Assaya | Muscle mitochondria | Fibroblast homogenate | ||
---|---|---|---|---|
Patient | Controls ± SD (range) n = 50 | Patient | Control mean n = 4 | |
CI | 106 [98%] | 98 ± 46 (46–215) | nd | nd |
CI + III | 159 [65%] | 305 ± 148 (104–717) | nd | nd |
CII | 141 [116%] | 124 ± 57 (52–230) | nd | nd |
CII + III | 75 [105%] | 80 ± 40 (41–172) | nd | nd |
CIV | 209 [25%] | 1,061 ± 47 (265–2,896) | 61 [115%] | 72 ± 22 (62–135) |
CS | 980 | 1,132 ± 438 (438–2,350) | 42 | 45 ± 12 (30–66) |
nd not determined
anmol/min/mg (%) percentage residual activity normalized to citrate synthase (CS) activity compared to controls
Molecular genetic investigations for the patient and her family were initiated after obtaining the relevant written informed consents and local ethical review board approval. Given the complicated HSP phenotype and the presumed nuclear encoded mitochondrial impairment we elected to proceed with whole exome sequencing (WES) under a rare allele, recessively inherited hypothesis. WES of the patient sample yielded 42.5 million mapped reads with a mean coverage of X56. Following alignment and variant calling, we performed a series of filtering steps. These included removing variants called less than X8, were off-target, synonymous, heterozygous, or had MAF > 0.5% at ExAC (Exome Aggregation Consortium, Cambridge, MA [URL: http://exac.broadinstitute.org]). We also removed variants with MAF > 4% at the Hadassah in-house database (~800 ethnic matched exome analyses) or variants which were predicted benign (Mutation Taster, http://mutationtaster.org/). Only three variants survived this filtering (supplementary Table S1). Of these three variants only SPG20 is associated with HSP phenotype whereas the other two variants are associated with completely unrelated phenotypes and non-recessive inheritance.

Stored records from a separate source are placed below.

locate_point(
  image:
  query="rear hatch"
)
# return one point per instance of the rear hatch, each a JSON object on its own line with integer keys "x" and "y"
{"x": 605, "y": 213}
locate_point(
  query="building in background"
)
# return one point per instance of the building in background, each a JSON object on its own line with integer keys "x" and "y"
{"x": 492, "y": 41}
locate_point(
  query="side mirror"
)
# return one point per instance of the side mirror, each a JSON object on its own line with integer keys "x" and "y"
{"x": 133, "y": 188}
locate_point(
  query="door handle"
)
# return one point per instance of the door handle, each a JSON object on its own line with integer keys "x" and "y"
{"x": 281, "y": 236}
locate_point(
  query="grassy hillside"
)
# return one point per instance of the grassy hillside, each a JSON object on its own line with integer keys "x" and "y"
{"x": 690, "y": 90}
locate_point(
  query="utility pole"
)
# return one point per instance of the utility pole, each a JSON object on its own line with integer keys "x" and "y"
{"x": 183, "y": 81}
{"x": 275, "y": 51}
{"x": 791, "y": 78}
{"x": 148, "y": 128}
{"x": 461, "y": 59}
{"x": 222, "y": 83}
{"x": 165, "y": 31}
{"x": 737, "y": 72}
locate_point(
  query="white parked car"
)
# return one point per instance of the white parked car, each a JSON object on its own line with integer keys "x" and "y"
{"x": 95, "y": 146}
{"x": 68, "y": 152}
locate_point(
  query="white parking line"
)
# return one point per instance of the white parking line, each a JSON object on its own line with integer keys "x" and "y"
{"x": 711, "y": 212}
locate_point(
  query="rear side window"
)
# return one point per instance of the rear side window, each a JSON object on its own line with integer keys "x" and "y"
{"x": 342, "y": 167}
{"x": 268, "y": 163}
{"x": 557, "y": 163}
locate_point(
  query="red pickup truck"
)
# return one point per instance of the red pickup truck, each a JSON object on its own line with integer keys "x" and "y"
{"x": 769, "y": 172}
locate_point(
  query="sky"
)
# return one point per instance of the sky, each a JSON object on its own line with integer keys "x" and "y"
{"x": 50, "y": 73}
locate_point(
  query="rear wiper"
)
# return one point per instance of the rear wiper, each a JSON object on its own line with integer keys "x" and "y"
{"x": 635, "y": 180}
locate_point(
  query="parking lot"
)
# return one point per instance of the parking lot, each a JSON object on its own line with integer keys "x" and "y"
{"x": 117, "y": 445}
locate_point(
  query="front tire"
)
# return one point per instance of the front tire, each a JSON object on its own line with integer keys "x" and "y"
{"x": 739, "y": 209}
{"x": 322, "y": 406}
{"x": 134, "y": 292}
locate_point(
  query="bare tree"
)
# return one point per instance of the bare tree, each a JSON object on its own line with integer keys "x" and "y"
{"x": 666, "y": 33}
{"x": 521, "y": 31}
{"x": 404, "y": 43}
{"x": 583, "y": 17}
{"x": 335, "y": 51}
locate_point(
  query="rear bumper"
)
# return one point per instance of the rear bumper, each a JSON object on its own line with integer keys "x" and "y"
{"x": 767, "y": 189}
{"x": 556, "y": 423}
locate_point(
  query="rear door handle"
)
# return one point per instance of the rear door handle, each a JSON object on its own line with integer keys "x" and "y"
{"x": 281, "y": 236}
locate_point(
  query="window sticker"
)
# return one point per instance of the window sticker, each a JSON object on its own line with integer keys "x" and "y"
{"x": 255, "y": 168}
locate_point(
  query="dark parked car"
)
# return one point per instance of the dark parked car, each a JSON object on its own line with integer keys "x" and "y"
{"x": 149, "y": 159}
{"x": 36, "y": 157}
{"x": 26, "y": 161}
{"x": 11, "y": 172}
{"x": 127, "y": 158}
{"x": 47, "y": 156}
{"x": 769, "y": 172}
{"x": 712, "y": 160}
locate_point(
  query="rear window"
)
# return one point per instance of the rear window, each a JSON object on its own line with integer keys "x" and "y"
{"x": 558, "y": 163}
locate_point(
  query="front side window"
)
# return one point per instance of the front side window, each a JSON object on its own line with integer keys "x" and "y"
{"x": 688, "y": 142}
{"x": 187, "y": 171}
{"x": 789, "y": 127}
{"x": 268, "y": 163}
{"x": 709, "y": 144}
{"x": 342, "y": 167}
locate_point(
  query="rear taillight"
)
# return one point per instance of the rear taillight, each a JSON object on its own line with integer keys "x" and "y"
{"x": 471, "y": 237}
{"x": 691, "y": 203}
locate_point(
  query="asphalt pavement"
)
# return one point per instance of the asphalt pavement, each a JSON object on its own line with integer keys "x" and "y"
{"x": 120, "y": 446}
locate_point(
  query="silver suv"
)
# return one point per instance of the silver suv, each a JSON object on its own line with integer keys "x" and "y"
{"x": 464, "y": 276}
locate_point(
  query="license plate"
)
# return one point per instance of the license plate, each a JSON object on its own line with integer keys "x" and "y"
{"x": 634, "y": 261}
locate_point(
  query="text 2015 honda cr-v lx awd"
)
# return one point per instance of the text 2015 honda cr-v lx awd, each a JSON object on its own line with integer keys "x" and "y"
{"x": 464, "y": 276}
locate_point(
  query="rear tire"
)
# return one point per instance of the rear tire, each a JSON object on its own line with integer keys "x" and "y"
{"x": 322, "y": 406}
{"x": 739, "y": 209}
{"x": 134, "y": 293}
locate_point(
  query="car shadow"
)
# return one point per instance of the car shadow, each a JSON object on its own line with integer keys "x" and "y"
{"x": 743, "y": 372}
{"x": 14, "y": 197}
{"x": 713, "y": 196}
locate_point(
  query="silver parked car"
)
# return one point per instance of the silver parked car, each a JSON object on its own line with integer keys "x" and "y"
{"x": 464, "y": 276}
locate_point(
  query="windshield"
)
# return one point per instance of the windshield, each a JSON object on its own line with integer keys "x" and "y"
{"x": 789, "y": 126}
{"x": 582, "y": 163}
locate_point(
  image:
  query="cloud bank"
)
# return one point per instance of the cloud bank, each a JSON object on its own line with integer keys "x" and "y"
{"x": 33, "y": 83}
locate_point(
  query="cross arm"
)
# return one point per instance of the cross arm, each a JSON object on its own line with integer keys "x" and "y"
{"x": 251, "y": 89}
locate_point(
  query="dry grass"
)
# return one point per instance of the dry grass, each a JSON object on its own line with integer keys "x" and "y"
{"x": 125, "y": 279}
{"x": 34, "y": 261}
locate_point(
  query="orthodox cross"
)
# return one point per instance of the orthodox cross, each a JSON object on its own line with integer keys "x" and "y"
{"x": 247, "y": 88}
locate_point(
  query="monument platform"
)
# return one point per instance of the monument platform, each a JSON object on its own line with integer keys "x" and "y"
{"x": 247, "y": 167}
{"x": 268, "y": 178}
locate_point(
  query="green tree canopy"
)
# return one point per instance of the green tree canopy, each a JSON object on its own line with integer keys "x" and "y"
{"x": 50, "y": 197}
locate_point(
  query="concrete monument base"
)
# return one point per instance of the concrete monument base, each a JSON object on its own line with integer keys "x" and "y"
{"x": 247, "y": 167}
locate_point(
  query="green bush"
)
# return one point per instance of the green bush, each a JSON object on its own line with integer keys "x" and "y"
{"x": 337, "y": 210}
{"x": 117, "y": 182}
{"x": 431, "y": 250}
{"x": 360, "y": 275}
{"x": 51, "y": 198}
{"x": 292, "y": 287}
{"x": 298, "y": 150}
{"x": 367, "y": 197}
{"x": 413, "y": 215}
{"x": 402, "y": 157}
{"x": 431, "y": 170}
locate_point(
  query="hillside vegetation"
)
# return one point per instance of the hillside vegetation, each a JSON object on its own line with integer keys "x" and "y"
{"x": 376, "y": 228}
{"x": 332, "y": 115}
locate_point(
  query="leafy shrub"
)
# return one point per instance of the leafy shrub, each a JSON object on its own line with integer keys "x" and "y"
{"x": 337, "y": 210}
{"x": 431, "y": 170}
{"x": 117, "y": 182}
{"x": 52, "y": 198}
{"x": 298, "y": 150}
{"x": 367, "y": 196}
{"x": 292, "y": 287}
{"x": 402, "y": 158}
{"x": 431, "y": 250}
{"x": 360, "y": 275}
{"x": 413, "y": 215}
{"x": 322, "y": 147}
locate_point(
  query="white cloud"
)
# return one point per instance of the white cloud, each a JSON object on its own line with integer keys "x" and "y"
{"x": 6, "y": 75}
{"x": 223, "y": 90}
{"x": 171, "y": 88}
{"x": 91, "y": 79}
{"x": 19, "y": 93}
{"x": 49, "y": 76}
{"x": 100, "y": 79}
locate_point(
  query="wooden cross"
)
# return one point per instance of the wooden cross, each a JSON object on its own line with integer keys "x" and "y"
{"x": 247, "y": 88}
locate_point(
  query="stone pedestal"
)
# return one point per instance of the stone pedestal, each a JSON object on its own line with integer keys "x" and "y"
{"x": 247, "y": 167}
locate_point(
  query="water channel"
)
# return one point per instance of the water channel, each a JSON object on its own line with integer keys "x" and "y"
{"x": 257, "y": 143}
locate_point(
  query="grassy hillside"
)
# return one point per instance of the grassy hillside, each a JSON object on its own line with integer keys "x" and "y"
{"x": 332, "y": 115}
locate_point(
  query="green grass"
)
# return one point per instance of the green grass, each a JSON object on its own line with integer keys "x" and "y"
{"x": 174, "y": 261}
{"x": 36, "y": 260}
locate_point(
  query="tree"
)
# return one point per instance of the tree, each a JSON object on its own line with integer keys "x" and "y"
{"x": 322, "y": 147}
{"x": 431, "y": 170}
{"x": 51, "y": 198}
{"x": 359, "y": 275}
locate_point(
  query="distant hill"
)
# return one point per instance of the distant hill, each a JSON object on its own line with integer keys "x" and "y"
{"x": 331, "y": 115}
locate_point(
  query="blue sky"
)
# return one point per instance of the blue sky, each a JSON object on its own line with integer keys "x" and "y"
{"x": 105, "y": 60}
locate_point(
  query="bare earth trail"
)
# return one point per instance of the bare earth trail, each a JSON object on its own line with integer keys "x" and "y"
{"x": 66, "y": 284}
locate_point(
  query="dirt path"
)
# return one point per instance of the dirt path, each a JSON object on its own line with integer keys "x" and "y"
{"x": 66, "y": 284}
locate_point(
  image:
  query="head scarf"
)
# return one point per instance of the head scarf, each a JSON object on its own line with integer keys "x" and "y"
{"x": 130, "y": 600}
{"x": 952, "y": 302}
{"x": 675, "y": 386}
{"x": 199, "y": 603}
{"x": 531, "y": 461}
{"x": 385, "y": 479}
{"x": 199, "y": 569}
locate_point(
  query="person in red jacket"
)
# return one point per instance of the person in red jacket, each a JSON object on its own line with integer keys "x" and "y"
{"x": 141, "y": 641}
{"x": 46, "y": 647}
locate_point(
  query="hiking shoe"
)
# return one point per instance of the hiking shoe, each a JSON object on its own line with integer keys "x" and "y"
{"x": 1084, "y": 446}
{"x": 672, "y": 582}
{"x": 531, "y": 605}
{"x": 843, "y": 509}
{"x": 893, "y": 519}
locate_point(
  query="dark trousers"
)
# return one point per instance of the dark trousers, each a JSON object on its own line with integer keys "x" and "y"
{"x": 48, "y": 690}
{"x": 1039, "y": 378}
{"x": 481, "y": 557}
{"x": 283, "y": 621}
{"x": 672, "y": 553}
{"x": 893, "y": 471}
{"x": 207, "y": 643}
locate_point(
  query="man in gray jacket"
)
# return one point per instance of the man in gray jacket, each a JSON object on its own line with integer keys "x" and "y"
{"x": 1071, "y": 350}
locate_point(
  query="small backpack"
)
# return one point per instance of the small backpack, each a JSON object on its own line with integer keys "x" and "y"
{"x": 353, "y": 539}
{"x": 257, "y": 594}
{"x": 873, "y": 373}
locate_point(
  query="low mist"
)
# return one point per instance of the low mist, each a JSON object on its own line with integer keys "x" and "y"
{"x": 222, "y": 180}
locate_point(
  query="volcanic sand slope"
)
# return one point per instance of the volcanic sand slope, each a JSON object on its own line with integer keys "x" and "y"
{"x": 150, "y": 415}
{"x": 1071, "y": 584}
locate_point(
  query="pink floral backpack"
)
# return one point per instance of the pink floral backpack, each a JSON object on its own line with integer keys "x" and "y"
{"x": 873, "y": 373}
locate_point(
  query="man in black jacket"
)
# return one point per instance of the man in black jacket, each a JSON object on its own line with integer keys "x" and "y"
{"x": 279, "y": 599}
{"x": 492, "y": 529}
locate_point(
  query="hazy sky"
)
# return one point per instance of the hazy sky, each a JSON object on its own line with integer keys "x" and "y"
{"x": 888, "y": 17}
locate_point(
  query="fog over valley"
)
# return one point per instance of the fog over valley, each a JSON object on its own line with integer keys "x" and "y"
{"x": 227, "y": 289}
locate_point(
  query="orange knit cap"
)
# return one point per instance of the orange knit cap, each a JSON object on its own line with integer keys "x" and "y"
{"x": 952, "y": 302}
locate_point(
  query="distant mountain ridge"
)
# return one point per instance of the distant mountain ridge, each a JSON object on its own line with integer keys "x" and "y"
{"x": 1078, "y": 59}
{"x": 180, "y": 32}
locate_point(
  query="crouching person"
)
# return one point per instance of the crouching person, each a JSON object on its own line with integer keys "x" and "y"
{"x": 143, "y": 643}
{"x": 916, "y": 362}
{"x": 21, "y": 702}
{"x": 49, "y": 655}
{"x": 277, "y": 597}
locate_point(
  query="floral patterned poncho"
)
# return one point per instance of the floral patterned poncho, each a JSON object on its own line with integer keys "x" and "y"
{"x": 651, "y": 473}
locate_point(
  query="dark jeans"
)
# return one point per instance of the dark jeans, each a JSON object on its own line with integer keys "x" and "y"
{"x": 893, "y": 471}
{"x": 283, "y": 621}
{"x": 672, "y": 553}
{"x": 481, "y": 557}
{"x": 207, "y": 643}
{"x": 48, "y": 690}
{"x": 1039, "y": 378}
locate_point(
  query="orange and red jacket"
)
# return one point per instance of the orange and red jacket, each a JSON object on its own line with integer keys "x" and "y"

WES underscored a homozygous c.988A>G in the SPG20 gene, predicting the substitution of highly evolutionary conserved methionine at position 330 with valine (p.Met330Val) as the only relevant HSP-targeted gene. This previously unreported variant was predicted to be disease causing by Mutation Taster (http://mutationtaster.org), Polyphen 2 (http://genetics.bwh.harvard.edu/pph2), and SIFT (http://siftdna.org). Both parents were heterozygous for this variant and it segregated perfectly in the family.
In order to further assess the pathogenicity of this c.988A>G variant, Western blot analysis was performed on homogenate muscle tissue and fibroblasts from the patient using commercial monoclonal antibodies. There was an almost complete reduction in steady state SPG20 protein level in patient’s muscle and decrease but to a lesser degree in patient’s fibroblasts (Fig. 1a).
Discussion
Our patient presented with clinical features consistent with Troyer syndrome. This phenotype is usually attributed to deleterious mutations in SPG20 gene leading to loss of expression of the encoded protein termed spartin (Bakowska et al. 2008). In contrast with previously reported mutations that were all caused by frameshift mutations resulting in early truncation and absent protein (Patel et al. 2002; Manzini et al. 2010; Alazami et al. 2015; Butler et al. 2016) the missense mutation identified in our patient was not predicted to disrupt the protein. This mutation was not located in either of the two conserved domains of the spartin, i.e., the microtubule interacting and trafficking motif and the plant-related senescence domain but it is located in an evolutionary highly conserved residue (supplementary Fig. S2) rendering an unstable protein as suggested by the absence of spartin demonstrated by Western blot analysis. In order to assess for absence of mRNA resulting in lack of protein, RNA was isolated from control and patient’s fibroblasts, reverse transcribed and the cDNA was subjected to PCR using the following primers: Forward: GCT CAG AGG GAT CAG CAT TT and Reverse: CCT CCT TTA CTT CCT TCG TCT. No difference in the length and abundance was noted (data not shown). Notably, spartin was almost completely depleted in muscle compared with some residual protein in fibroblasts thus inferring tissue variability (Fig. 1b, c).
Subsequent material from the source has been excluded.